We have taken note of the information we received today about the events that took place on 4 March. Bolivia would once again like to express its firm and absolute condemnation of the use of chemicals as weapons, which is an unjustifiable and criminal act, regardless of where, when or by whom it is committed. This is a serious violation of international law and international peace and security, and we hope that it will be investigated by the appropriate bodies methodically, technically, thoroughly, conclusively and without politicization.
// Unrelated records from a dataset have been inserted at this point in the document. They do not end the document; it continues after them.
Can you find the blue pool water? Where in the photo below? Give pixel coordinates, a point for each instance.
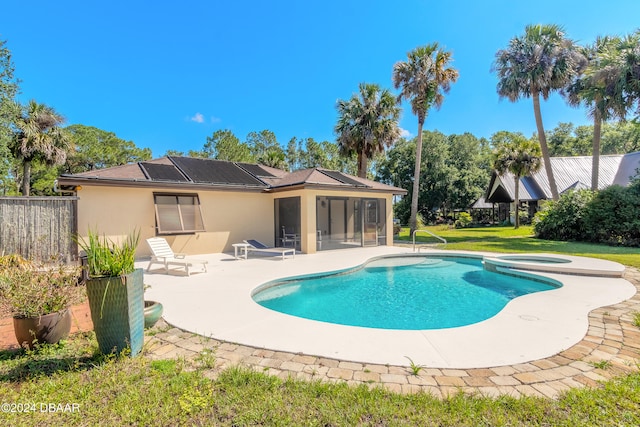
(410, 293)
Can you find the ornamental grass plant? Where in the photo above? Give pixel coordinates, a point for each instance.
(106, 258)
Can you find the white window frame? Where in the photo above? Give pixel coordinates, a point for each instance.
(178, 213)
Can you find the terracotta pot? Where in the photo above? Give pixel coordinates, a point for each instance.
(152, 313)
(49, 328)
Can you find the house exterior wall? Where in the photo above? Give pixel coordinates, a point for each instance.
(308, 232)
(229, 217)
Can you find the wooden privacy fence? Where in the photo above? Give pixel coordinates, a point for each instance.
(39, 228)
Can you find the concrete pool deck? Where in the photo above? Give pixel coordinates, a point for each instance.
(218, 304)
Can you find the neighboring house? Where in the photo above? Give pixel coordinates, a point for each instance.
(205, 205)
(571, 173)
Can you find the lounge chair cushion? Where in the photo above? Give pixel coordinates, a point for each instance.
(163, 254)
(258, 246)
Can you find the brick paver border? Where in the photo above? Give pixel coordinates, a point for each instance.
(610, 348)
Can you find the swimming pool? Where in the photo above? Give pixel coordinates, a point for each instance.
(401, 292)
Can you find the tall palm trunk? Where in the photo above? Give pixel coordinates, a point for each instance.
(416, 179)
(543, 143)
(595, 165)
(26, 178)
(517, 201)
(362, 165)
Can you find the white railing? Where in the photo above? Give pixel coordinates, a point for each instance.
(428, 232)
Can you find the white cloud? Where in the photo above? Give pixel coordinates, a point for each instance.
(198, 118)
(405, 133)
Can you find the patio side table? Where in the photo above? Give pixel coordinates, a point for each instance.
(244, 249)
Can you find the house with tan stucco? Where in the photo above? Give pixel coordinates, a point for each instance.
(206, 205)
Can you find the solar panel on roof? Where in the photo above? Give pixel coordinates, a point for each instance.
(255, 170)
(160, 172)
(338, 176)
(215, 172)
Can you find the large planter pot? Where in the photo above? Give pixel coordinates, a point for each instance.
(152, 313)
(117, 311)
(49, 328)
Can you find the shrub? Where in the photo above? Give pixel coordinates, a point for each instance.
(32, 290)
(564, 219)
(464, 220)
(613, 217)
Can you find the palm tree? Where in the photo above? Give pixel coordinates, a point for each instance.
(597, 88)
(630, 68)
(423, 80)
(38, 136)
(521, 157)
(367, 124)
(538, 63)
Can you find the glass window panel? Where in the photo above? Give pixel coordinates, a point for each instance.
(178, 213)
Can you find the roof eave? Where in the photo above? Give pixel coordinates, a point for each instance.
(114, 182)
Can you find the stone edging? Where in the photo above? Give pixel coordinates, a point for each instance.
(610, 348)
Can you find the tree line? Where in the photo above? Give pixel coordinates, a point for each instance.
(447, 173)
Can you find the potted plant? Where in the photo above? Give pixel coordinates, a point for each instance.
(152, 311)
(39, 298)
(115, 290)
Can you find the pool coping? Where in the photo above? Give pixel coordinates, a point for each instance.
(217, 304)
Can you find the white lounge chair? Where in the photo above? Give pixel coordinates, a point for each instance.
(163, 254)
(257, 246)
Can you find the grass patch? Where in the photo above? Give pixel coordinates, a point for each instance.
(123, 391)
(507, 239)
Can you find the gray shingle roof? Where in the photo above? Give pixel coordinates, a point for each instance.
(186, 171)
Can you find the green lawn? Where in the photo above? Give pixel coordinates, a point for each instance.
(121, 391)
(508, 239)
(114, 392)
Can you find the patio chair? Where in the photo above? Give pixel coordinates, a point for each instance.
(256, 246)
(163, 254)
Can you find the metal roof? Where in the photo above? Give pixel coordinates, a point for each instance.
(570, 173)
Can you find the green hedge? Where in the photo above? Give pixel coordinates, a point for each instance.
(610, 216)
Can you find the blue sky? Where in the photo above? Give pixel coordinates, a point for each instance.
(167, 74)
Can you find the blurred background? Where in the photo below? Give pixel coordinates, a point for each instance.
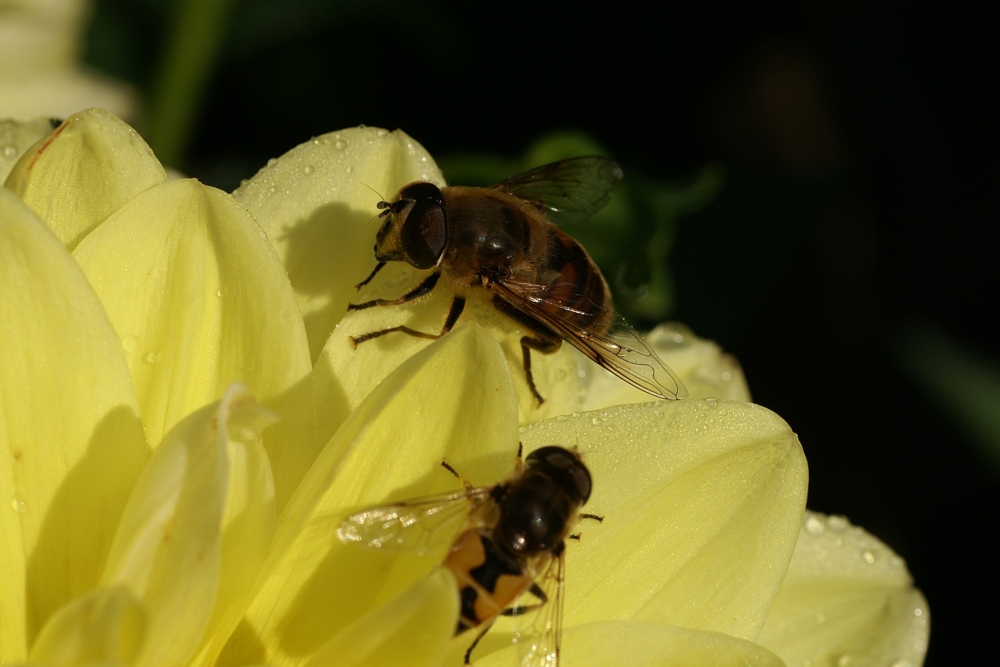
(814, 186)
We have been following the news about the nerve-agent attack in Salisbury, in the United Kingdom. We would like to express our sympathy for and solidarity with the families of the victims, as well as the Government and the people of the United Kingdom. We have taken note of the letter that was circulated yesterday (S/2018/218, annex) from the Prime Minister of the United Kingdom addressed to the Secretary-General on the incident, and we thank the delegation of the United Kingdom for its briefing today. Our position on the use of chemical weapons is well known. We firmly condemn any use of chemical weapons by any State or non-State actor. The use of chemicals as weapons is unacceptable and constitutes a serious violation of international law. That said, we hope that the necessary independent investigation into the incident in Salisbury will be conducted and also vetted, including through consultation and the exchange of information on the basis of the relevant provisions of the Chemical Weapons Convention, with a view to bringing those responsible to justice. We believe that cooperation in good faith between Russia and the United Kingdom will be critical to ensuring that this issue does not get out of hand and undermine relations between the two countries even further. In that regard, we hope and trust that given the very justifiable concern of the United Kingdom, all those concerned will cooperate fully so that the matter can be addressed fairly and in a way that will help to allay the concerns of the United Kingdom.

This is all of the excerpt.